Los miembros de la generación de los ‘millenials’ (Generación Y – los nacidos alrededor de 1980 y después) están entrando a formar parte de la población activa. Se sienten cómodos utilizando las redes sociales y otras nuevas tecnologías de para comunicarse. Traen en el lugar de trabajo comportamientos, normas y valores que a menudo se contradicen con las expectativas y formas de trabajar en las organizaciones tradicionales. Las redes sociales permiten – e incluso exigen – nuevas formas de trabajar y generar conocimiento – pero las tensiones resultantes plantean desafíos para los ejecutivos.

Desafío 1: El ciclo de vida del talento

Los jóvenes trabajadores que entran en el lugar de trabajo traen consigo una nueva dimensión en la dinámica del trabajo: piden desarrollarse personalmente a través de tareas desafiantes, con una mayor flexibilidad laboral que la generación anterior de baby boomers habría preferido (y aceptado).
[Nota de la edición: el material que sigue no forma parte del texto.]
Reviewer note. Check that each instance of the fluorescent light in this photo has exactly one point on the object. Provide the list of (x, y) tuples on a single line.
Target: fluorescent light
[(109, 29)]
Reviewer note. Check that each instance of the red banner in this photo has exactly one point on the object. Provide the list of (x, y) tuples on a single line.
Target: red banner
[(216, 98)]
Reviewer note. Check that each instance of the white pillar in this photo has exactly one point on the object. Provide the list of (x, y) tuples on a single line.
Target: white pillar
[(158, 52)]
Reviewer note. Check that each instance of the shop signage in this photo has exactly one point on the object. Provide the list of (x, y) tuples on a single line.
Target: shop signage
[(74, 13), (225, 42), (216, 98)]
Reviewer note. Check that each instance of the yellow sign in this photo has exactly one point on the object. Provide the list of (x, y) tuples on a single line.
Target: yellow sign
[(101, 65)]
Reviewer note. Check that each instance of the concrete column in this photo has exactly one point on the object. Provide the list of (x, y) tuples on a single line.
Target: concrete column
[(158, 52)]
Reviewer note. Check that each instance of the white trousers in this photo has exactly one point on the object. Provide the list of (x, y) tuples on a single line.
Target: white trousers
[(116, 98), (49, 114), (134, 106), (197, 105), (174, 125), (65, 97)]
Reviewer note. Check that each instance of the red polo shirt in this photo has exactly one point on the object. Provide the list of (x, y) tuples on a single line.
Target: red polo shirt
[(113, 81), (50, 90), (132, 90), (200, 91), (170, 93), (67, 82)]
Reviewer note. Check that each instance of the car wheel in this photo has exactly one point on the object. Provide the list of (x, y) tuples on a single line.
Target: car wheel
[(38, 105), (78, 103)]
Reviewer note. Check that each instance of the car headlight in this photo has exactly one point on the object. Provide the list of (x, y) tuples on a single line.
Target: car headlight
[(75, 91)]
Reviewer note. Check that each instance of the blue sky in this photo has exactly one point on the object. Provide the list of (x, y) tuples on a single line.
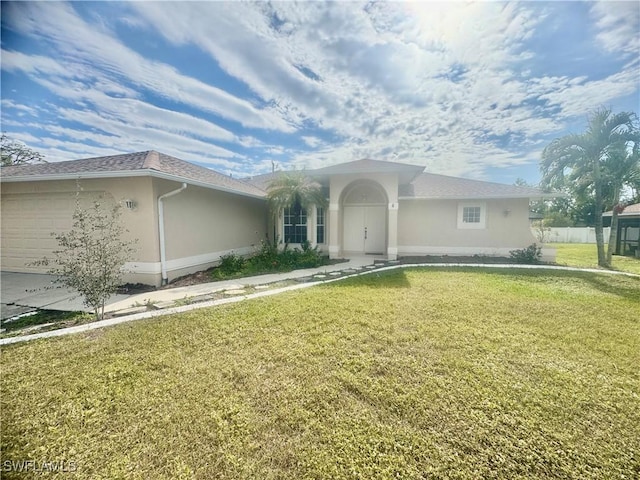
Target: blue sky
[(466, 89)]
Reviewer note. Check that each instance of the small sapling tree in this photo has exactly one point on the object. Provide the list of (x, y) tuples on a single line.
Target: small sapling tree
[(91, 256)]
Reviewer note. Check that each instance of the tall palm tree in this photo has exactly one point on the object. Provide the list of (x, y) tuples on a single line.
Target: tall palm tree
[(294, 190), (621, 167), (581, 159)]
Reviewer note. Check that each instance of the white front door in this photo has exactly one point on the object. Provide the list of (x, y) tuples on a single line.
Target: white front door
[(365, 229)]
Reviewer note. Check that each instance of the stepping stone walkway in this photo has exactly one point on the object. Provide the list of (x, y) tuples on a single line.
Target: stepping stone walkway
[(166, 304), (129, 311), (235, 291)]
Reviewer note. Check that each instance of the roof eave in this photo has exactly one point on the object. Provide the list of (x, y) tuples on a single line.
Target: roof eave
[(477, 197), (127, 174)]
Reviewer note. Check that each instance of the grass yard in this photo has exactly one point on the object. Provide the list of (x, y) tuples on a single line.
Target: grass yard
[(430, 374), (585, 255)]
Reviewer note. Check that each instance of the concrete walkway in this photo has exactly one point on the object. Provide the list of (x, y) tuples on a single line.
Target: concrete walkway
[(309, 277)]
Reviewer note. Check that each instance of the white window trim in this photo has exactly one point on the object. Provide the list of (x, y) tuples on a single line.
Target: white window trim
[(482, 224)]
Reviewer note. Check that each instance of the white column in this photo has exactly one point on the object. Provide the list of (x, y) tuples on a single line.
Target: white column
[(392, 231)]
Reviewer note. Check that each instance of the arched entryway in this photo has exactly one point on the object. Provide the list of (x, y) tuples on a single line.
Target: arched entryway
[(364, 218)]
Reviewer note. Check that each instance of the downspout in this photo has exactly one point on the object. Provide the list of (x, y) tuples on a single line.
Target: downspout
[(163, 252)]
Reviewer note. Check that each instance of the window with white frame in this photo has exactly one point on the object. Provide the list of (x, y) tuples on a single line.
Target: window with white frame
[(320, 225), (472, 215), (295, 225)]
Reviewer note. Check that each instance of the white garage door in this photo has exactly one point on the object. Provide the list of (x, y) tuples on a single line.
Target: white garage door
[(27, 223)]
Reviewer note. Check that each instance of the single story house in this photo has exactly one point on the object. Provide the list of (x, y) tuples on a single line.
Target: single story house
[(628, 240), (186, 217)]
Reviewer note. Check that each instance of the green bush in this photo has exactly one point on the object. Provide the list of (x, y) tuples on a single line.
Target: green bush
[(530, 255), (270, 258), (231, 263)]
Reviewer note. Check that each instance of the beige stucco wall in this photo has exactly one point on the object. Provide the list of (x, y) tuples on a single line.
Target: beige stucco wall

Piden también participar en el desarrollo de objetivos que les interesan, y flexibilidad en conectarse y desarrollar sus propias redes. Todas estas preferencias plantean desafíos a las organizaciones.

A los ojos de los ejecutivos, los trabajadores que crean conocimiento en la empresa determinan su ventaja competitiva y representan las capacidades de esta para continuar aprendiendo. Los ejecutivos reconocen que el conocimiento y el aprendizaje no son simplemente una capacidad individual, sino que se manifiesta a través de los equipos de trabajo y la organización en su conjunto.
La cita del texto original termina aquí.